The CW advertises The Big Stage as the "ultimate non-competitive platform for talented acts from around the world to display their mastery of performance," and advertisements for the show feature jugglers, roller skaters, acrobats, and dancers with some complicated-looking laser setups, among others. Being on television is obviously a great opportunity for exposure, but why perform on a show like The Big Stage without the promise of, well, anything?
Well for one, any savvy influencer can tell you that any platform is a good platform — and when you're just starting out, it's not so much about the money as it is making a name for yourself. And secondly, just being on TV has worked pretty successfully for a lot of people in the past, even when they didn't actually win.
Have you heard of Jennifer Hudson, Oscar winner, recording artist, and Broadway star? It can be easy to forget she only placed seventh during American Idol Season 3. And how about Adam Lambert, Grammy nominee and lead singer for Queen — you know, the iconic rock band? He was the runner-up on American Idol Season 8, but you're probably much more likely to know his name than actual winner Kris Allen. Ultimately, winning is only part of the strategy at work — just putting yourself out there is the most important part.

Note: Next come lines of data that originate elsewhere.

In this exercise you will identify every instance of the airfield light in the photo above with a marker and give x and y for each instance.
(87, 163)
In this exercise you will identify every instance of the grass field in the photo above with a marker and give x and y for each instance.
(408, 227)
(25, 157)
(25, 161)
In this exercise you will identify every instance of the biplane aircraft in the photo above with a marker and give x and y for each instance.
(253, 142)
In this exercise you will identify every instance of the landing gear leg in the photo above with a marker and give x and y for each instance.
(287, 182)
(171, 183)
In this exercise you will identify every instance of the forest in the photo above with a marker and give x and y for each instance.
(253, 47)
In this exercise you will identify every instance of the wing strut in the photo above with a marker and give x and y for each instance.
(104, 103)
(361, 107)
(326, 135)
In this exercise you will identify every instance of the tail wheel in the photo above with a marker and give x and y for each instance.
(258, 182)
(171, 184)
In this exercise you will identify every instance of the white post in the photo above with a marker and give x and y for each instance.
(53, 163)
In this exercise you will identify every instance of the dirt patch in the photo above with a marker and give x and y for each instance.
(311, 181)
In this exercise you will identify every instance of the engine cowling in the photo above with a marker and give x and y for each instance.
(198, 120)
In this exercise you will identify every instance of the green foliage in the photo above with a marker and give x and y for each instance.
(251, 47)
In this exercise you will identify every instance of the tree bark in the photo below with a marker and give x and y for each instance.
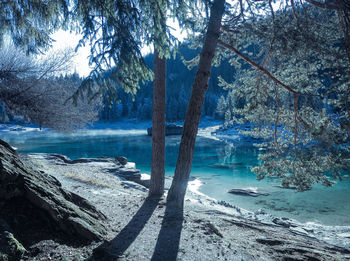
(177, 191)
(158, 126)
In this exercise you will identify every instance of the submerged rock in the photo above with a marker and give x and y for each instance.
(31, 198)
(170, 129)
(247, 192)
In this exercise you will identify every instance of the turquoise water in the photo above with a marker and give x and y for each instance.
(218, 165)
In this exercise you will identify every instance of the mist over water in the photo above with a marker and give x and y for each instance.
(218, 165)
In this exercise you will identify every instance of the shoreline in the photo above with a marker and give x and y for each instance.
(335, 235)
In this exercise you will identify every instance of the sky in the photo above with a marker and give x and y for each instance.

The Big Stage is designed to produce exactly the kind of viral moments that can launch everyday people to instant fame. A Youtube search of "golden buzzer" acts — acts so good that America's Got Talent judges use their once-a-season Golden Buzzer to send them straight to the live shows — returns multiple videos that have passed the 20 million view mark. That viral fame doesn't always translate into financial gain, but getting on a show like The Big Stage at least gives them a shot at it.
And if The Big Stage doesn't end up being the break its performers are looking for, it's not necessarily because there's not a prize. Part of the reason viewers fall in love with certain acts on season-long competition shows is that they get to see them refining their acts week after week. The Big Stage, on the other hand, only shows each act once and moves on to the next, so if you're on the show, you need to make sure you leave a lasting impression. In the end, The Big Stage prize is just the privilege to perform on national television; it's up to the performers to make the most of that opportunity.